Eyes snapping over me. Drinking me in. Taking my number.
‘You sent a set of images to a colleague of mine for review at Los Mossos. Dated 1851 in Barcelona. Drawn by an Englishman. Lew-ell-eeeen .’ He struggles with the pronunciation. ‘ Seeet-wall .’
‘Sitwell,’ I say. ‘Yes.’
An illustration of a girl’s body carved with nine letters, above a picture of a nightingale.
‘It gave me quite a shock when that arrived in my inbox. I thought – what are they drinking on Mallorca? Lightning, chapels, books, Americans . . . Next thing you know, there’ll be a secret society,’ he says, looking straight at me. ‘You’re not a member of a secret society?’
‘No.’ I shift my weight. No special handshakes or occult machinations.
He looks at me wryly. ‘Your letter intrigued me. I must thank you for coming. It’s a good thing, I hope. The case was one I worked on quite extensively; I’m very pleased you’re here. You’re serious about getting involved?’
‘Yes,’ I say.
‘You’re certain?’
A sideways glance . I am a curiosity. The day’s singular event.
He mutters under his breath. Disbelieving. She’s a child. És una nena. He slows, using the Catalan word for little girl. The nickname sticks, rapidly replacing my own. ‘It’s not a very nice story, Nena. Quite different to your books, I should think.’
‘Perhaps,’ I say. You’d be surprised.
‘I’ve had you checked out.’
‘And what did you find?’
‘My friends in Palma tell me you’re gathering a reputation as a bit of a local savant. A circus act. You do some pretty strange things.’
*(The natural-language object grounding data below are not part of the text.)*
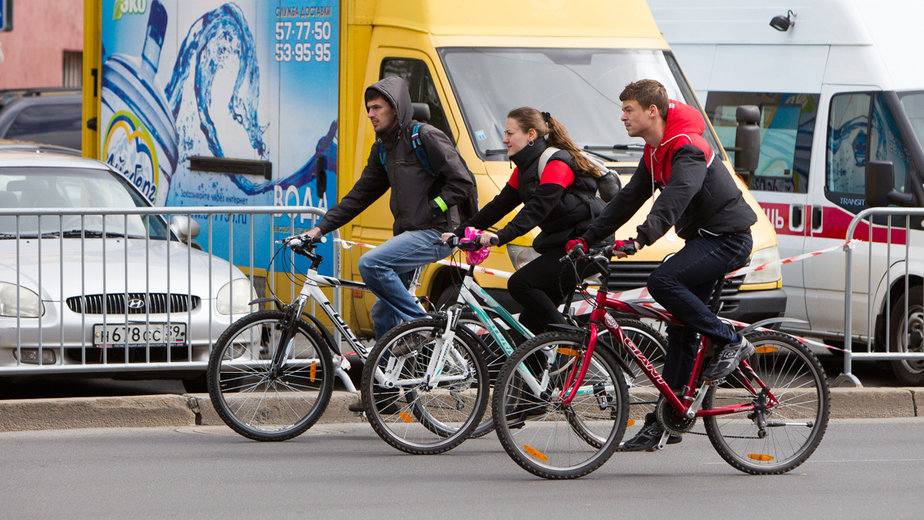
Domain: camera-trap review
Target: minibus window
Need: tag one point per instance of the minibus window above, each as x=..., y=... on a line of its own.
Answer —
x=845, y=164
x=913, y=103
x=420, y=85
x=886, y=143
x=860, y=125
x=787, y=123
x=579, y=87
‘Professionally or personally?’
‘You’ve had a few episodes on the job recently.’ He waggles his fingers at me. ‘It seems someone on the island has taken a strong dislike to you. I heard about the fire. Gossip travels fast in these parts. Rumour has it you’re a psychic? Part time? Full time?’
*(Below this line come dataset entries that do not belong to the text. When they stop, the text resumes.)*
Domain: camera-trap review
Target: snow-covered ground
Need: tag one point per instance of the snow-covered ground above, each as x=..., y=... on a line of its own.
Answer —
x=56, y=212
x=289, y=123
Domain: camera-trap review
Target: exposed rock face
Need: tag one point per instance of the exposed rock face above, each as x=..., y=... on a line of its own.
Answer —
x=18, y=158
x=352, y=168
‘That’s not the phrasing I would use.’
‘But you’re kinda funny, aren’t you? You hear things other people don’t.’
I recoil.
Psychic is false.
As succinctly as I can, I explain that I listen. It is my preferred name for what I do, which is a kind of heightened feeling – mediated now and controlled.
No, not psychic – I repeat. I do not know things other people do not know. I cannot solve a murder by closing my eyes and psychically knowing something magical. I’m not going to snap my fingers and conjure a solution. That’s absurd. I can’t tell you what you are thinking unless you want me to know – but I can watch you, closely, and I can listen, and the same is true of books and stone – or perhaps, even listening is inaccurate. The more I understand a situation, the better I can trace the invisible threads that run through it. I feel like a bat. Generally speaking, my work mostly takes place in libraries and museums, in the deep archives, the underground layers, the boxes that people have left behind, or in more corrupt cases, hidden. I move in the shadows. I watch his right eyelid spasm, and withhold. Don’t tell the whole truth. That in the last year of university I spent two months asleep believing I was awake before the doctors realized I was in a constant state of REM. That while in hospital I had eruptions of pain in my head and my skin broke out in rashes. That when I awoke the voices were so loud that blood ran from my earlobes and nostrils.